Need help with the inputs #35

tamnguyenvan · 2022-05-22T03:04:12Z

Hi, I have a dumb question. My model receives outputs of librosa.load(audio_file, sr=16000) as inputs. How can I reproduce it with your code?

Thank you.

The text was updated successfully, but these errors were encountered:

Caldarie · 2022-05-22T03:33:17Z

Hmm, am I correct to assume that you want to upload an audio file and return an array of 16 bit values? If yes, you may need to edit the package to do so. For example on android, the code below returns spliced arrays of 16 bit values, and is then fed into to the model. If you just want the array, just edit the code this::startRecognition to your own function.

    public void preprocess(byte[] byteData) {
        Log.d(LOG_TAG, "Preprocessing audio file..");

        audioFile = new AudioFile(byteData, audioLength);
        audioFile.getObservable()
                .doOnComplete(() -> {
                    stopStream(); 
                    clearPreprocessing();
                })
                .subscribe(this::startRecognition);  //EDIT THIS CODE HERE
        audioFile.splice();
    }

If you want the package to take care of the recognition as well, all you need to do is evoke the code below from the TfliteAudio package. This should have the same effect as librosa.load(audio_file, sr=16000)

recognitionStream = TfliteAudio.startFileRecognition(
  sampleRate: 44100,
  audioDirectory: "assets/sampleAudio.wav",
  );

SanaSizmic · 2022-12-14T11:45:29Z

Hi @Caldarie,
signal, sample_rate = librosa.load(file_path)

My model receives the signal of fixed 1sec duration and sample_rate 22050 as input,
I tested locally in python it gives the correct output, but when I try in flutter using flutter_tflite_audio it's giving incorrect output.

Can you please guide me on where & what should i change in the above "::startRecognition" code.

Thanks,

Caldarie · 2022-12-14T12:30:32Z

Hi @SanaSizmic

Am I correct to assume that you want to load the audio file, and then output an array of float values?

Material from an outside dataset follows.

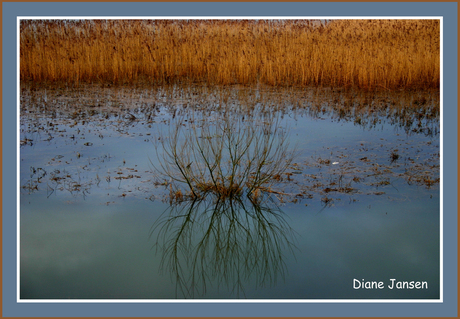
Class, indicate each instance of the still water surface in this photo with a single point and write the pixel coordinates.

in that case, you can simply modify the code below to:

subscribe(value -> print(value));

you might wanna double check on the syntax. Been awhile since I’ve touched Java.

SanaSizmic · 2022-12-15T08:02:08Z

Hi @Caldarie ,

When I tested locally using python, my model gives me [0.07594858, 0.9240514 ] predicted output which is the correct prediction, and for the same audio.wav file when I tested using flutter_tflite_audio it's giving [0.27258825, 0.72741175] output which is incorrect. Can you please suggest what should i change in flutter_tflite_audio package.

Thanks,

Caldarie · 2022-12-15T08:15:02Z

Hi @SanaSizmic

I see what you mean. I suspect that the float values are distorted from extraction, or the audio files are not spliced correctly.

If possible, can you compare the values from librosa.load and subscribe(value -> print(value));? And tell me whether they are similar to each other?

SanaSizmic · 2022-12-15T10:21:35Z

Hi @Caldarie ,

No, it's not similar to each other.
when I print it, it gives sets of different arrays and every array generates a different output, I also think the same that the audio files are not spliced correctly.

Instead of splicing the audio file can I give the whole file to the model?
So can you please guide me on how can I fix this.

Thanks,

Caldarie · 2022-12-15T11:16:51Z

Instead of splicing the audio file can I give the whole file to the model? So can you please guide me on how can I fix this

That really depends on your model. If the audio file has correct number of samples per second, then there’s no need to splice it.

No, it's not similar to each other. when I print it, it gives sets of different arrays and every array generates a different output, I also think the same that the audio files are not spliced correctly.

Take a look at the following code. You can test it to find errors.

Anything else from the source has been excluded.